Often it is necessary to find specific locations in a stream of data.
For example, you might want to find out when a signal passes a given
threshold (Fig. [fig:Events]). Or when you analyze hand movements, you
might want to find at which point the hand starts to move, and at which
the hand movement ends. These locations are often referred to as
*features*, or *events* if the data is a time series.
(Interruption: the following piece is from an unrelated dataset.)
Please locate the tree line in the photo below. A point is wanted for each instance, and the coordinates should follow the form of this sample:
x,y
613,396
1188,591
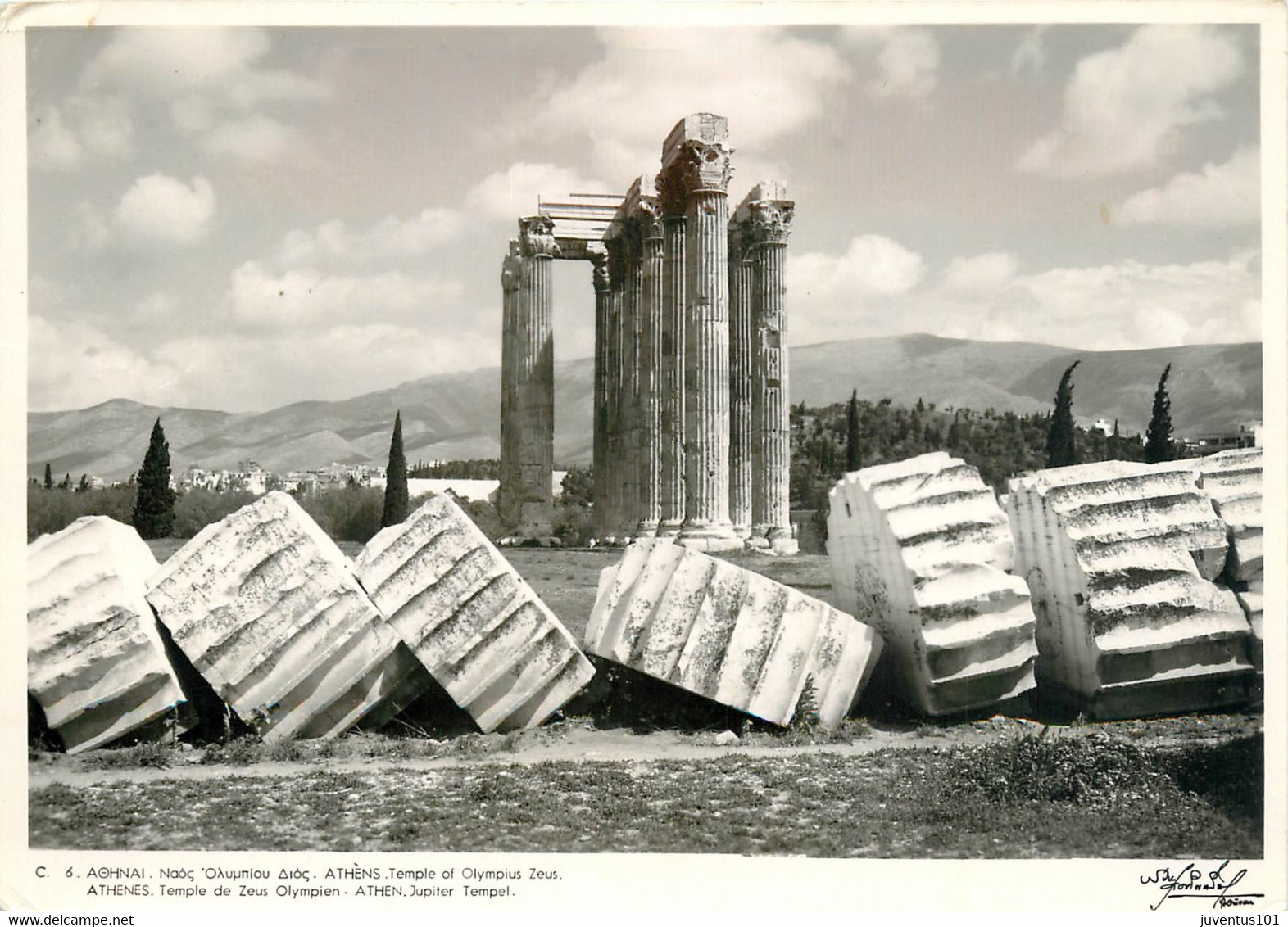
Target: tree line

*“Events” can be the times when a signal passes a given “Threshold”.*

In Matlab there are two methods with which you can access single events:

- logical indexing
- the
*find*function.

We will illustrate these methods with an example. Let us take the values

```
xx = 3:8;
yy = xx/10;
```

To check whether xx is larger than 5, you can simply use a logical comparison:

```
isLarge = xx > 5;
```

The result of the comparison, which is now stored in *isLarge*, is the
boolean vector

```
[0 0 0 1 1 1]
```

To find the corresponding data in yy, the easiest (and often most efficient) method is to use logical indexing, which would be

```
yy(isLarge)
```

or equivalently

```
yy(xx > 5)
```

If it is absolutely necessary to find the indices of xx that are larger than 5, then the find function can be used:

```
largeIndices = find(isLarge);
```

or equivalently

```
largeIndices = find(xx > 5);
```

Mostly, though, this is unnecessary, and since *find* is currently far
slower than logical indexing, find should only be used as a last resort.

```
% Create dummy data
time = 0 : 0.01 : 20;
data = sin(time);
% Set a threshold
threshold = 0.7;
% Find the (binary) indices of all data above that threshold
isLarge = data > threshold;
% At the end, plot the data
subplot(3,1,1)
plot(time, data)
ylabel('All data');
subplot(3,1,2)
plot(time(isLarge), data(isLarge), '.-')
ylabel('Large data')
xlabel('Time [s]')
subplot(3,1,3)
plot(data(is_large))
ylabel('Large data only')
xlabel('Points only')
This code produces the graphs in the figure below:
```

*Selection of large signal values*

Now, if we want to eliminate all events that occur in the first 10 seconds, we could add the following code:

```
% First find the late section ...
timeThreshold = 10;
isLate = time > timeThreshold;
% ... and then combine it with the other criterion with a bit-wise AND
isLateAndLarge = isLarge & isLate;
```

Real measurement data will always contain noise (and usually a lot more than you want). To remove noise-effects from the analysis, it is therefore often helpful to go from continuous (or almost continuous) data to yes/no representations.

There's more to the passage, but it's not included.